EMR - Les énergies vertes face au vide politique
Ouest-France – 23 septembre 2025
[…] Les investissements nécessaires à la décarbonation de la France se chiffrent en centaines de milliards d'euros, mais l'absence de feuille de route politique plonge la filière dans une profonde incertitude.
Emmanuel Rollin, directeur France d'Iberdrola, alerte : « Les parcs éoliens en mer dont la France souhaite se doter d'ici à 2050, c'est 100 milliards d'euros d'investissements (...). Personne ne peut s'engager dans de tels projets sans une vision claire de ce que souhaite l'État. Je tire le signal d'alarme ! ».
Le constat est partagé par Xavier Piechaczyk, président de RTE : « Toute décision d'investissement est impossible sans une vision claire des parcs éoliens offshore qui seront créés (...). La transition écologique doit aussi créer des emplois en France ». Mais la programmation pluriannuelle de l'énergie (PPE 3), attendue depuis 2023, n'a cessé d'être repoussée sous la pression politique. La PPE actuellement en vigueur, datant de l'ère Hollande-Royal, prévoit encore la fermeture de 14 réacteurs nucléaires. Pour Jules Nyssen (SER), « faute de nouvelle feuille de route énergétique, l'État français ne pourra pas plaider à Bruxelles le soutien financier qu'il compte accorder aux futurs réacteurs nucléaires d'EDF ».
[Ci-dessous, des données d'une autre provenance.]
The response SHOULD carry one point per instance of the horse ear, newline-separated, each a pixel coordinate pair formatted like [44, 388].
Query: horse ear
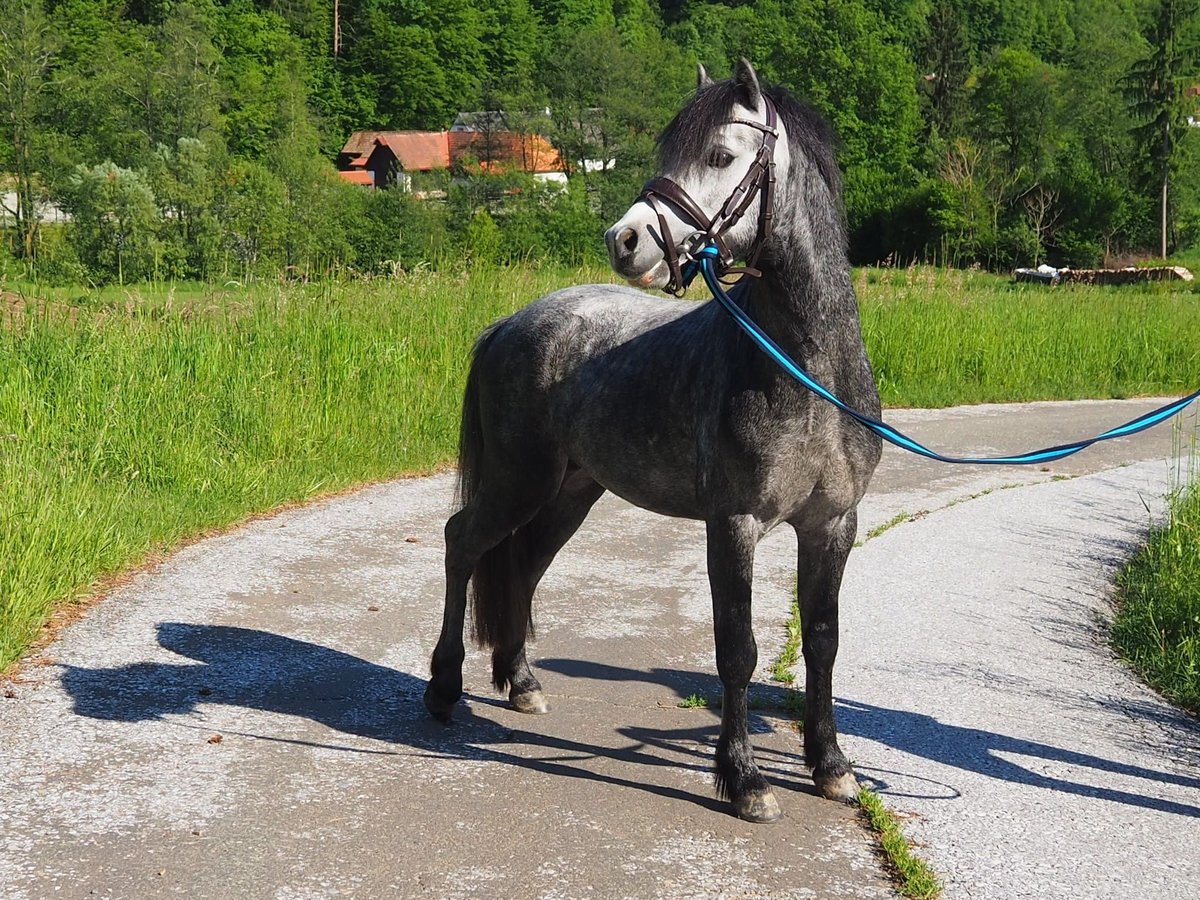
[745, 78]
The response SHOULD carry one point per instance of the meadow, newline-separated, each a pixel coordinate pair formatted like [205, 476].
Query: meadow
[133, 419]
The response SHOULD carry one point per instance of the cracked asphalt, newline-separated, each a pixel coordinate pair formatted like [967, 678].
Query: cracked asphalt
[245, 719]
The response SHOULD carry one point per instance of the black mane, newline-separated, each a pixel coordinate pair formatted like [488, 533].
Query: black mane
[684, 141]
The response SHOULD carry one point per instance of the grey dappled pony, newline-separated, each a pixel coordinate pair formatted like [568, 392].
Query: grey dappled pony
[667, 405]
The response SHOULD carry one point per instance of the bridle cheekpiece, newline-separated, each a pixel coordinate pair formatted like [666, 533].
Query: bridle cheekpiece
[760, 179]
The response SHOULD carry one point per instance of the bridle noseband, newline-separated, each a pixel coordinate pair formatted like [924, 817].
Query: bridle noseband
[760, 178]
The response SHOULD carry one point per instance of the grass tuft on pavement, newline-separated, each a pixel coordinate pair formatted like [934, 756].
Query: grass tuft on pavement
[136, 418]
[913, 876]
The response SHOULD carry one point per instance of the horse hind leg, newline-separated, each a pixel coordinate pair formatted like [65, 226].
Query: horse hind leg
[731, 546]
[534, 547]
[822, 559]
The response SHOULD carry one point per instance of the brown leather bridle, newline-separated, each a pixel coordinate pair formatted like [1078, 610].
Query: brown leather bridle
[760, 179]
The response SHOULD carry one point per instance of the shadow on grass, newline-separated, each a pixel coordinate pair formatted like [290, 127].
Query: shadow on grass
[258, 670]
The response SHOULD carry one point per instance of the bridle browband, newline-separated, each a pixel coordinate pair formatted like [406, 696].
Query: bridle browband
[760, 179]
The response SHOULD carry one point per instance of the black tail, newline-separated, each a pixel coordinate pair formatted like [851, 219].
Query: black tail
[501, 595]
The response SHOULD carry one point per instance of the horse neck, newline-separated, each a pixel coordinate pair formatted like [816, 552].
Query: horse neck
[805, 300]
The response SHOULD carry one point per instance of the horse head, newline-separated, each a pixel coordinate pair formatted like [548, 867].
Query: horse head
[720, 159]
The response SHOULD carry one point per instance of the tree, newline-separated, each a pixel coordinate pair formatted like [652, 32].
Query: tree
[1157, 88]
[115, 221]
[25, 59]
[945, 70]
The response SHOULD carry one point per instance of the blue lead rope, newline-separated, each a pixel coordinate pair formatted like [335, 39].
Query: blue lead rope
[703, 263]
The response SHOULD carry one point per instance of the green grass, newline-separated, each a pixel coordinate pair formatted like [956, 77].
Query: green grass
[132, 419]
[913, 876]
[781, 669]
[1157, 627]
[946, 337]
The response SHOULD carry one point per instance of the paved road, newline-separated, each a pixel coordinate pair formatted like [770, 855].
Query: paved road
[246, 719]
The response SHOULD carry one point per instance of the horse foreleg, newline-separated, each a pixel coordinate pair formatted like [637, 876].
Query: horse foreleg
[731, 545]
[822, 559]
[543, 537]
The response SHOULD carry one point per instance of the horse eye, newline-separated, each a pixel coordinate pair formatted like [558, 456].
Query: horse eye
[720, 159]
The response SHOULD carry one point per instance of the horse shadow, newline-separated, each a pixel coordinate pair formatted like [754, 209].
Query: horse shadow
[351, 696]
[975, 750]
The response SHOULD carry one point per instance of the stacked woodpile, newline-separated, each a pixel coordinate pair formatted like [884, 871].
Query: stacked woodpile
[1131, 275]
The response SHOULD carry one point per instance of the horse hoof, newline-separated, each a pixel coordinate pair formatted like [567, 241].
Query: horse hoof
[439, 708]
[838, 787]
[533, 702]
[760, 807]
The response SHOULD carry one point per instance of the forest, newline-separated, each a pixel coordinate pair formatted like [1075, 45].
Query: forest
[196, 138]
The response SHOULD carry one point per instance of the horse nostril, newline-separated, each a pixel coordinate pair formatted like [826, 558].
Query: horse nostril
[628, 241]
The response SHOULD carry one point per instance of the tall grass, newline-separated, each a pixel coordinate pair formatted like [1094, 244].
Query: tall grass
[1157, 627]
[942, 337]
[132, 420]
[130, 423]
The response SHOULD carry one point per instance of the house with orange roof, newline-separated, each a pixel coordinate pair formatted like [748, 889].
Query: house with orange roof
[381, 159]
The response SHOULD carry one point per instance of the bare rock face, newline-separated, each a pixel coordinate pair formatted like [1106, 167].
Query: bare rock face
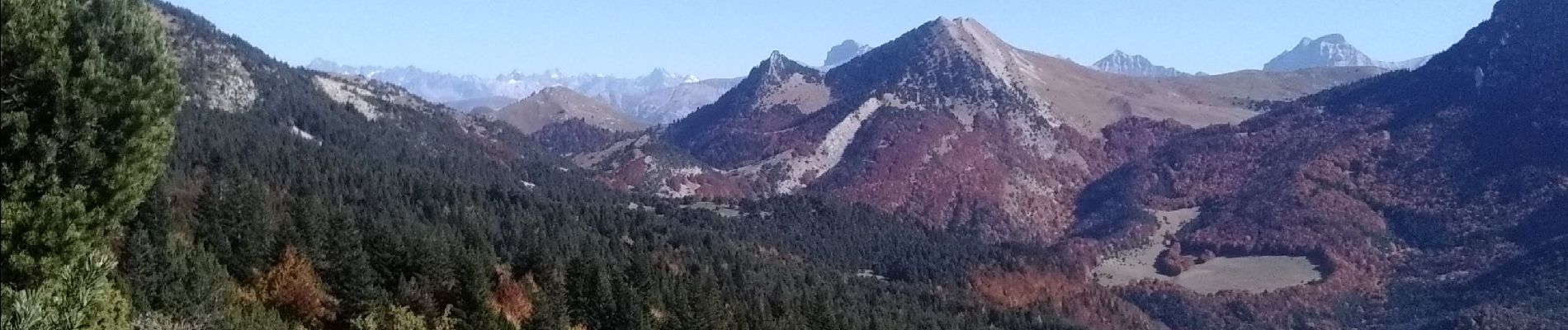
[1444, 182]
[947, 124]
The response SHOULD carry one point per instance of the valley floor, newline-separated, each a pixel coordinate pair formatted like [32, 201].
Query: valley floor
[1254, 274]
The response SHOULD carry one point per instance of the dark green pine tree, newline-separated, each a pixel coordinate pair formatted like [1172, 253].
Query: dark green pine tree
[87, 90]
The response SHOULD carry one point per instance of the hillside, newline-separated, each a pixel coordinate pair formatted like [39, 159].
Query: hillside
[1432, 197]
[946, 122]
[309, 199]
[555, 105]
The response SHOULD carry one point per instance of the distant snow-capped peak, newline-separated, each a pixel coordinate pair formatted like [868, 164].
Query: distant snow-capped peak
[1134, 64]
[1332, 50]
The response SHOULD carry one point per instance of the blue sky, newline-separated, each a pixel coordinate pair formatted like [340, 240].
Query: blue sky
[725, 38]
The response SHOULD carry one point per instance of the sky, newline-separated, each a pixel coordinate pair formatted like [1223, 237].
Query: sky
[726, 38]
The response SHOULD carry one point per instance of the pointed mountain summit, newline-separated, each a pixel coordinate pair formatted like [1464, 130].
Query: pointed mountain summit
[946, 122]
[552, 105]
[1134, 64]
[777, 92]
[1333, 50]
[1330, 50]
[843, 54]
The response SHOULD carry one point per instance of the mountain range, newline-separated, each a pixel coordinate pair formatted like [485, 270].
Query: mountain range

Cette paralysie bloque également le lancement du dixième appel d'offres offshore, soit près de 10 GW de nouveaux parcs. L'instabilité politique fragilise déjà l'emploi : GE Vernova a supprimé 300 postes en 2024, et Siemens-Gamesa, malgré ses expansions, reste dans l'incertitude. « L'incertitude crée des turbulences alors que les énergies vertes sont devenues une véritable filière industrielle en France », regrette Béatrice Buffon (EDF).
La situation est aggravée par une consommation d'électricité « atone », plus basse qu'à la fin des années 2010. Alexandre Cosquer (Engie) y voit « une perte d'activité industrielle », tandis que Nicolas Ott (Elmy) dénonce les « stop & go multiples » sur les incitations, comme MaPrimRénov ou les primes véhicules.
Les émissions repartent à la hausse. Augustin Augier, secrétaire général de la planification écologique, alerte : « À la fin de l'année, [la France] devrait avoir réduit ses émissions cinq fois moins vite que ce qui était nécessaire ». Pour Jules Nyssen, seule « une électrification massive, inéluctable », peut conjuguer décarbonation, souveraineté et relance industrielle.
Mais les industriels demandent avant tout de la compétitivité. Alexandre Saubot (France Industrie) prévient : « Si le tube d'acier produit à partir d'énergie décarbonée coûte deux fois plus cher, il n'aura pas de client... ».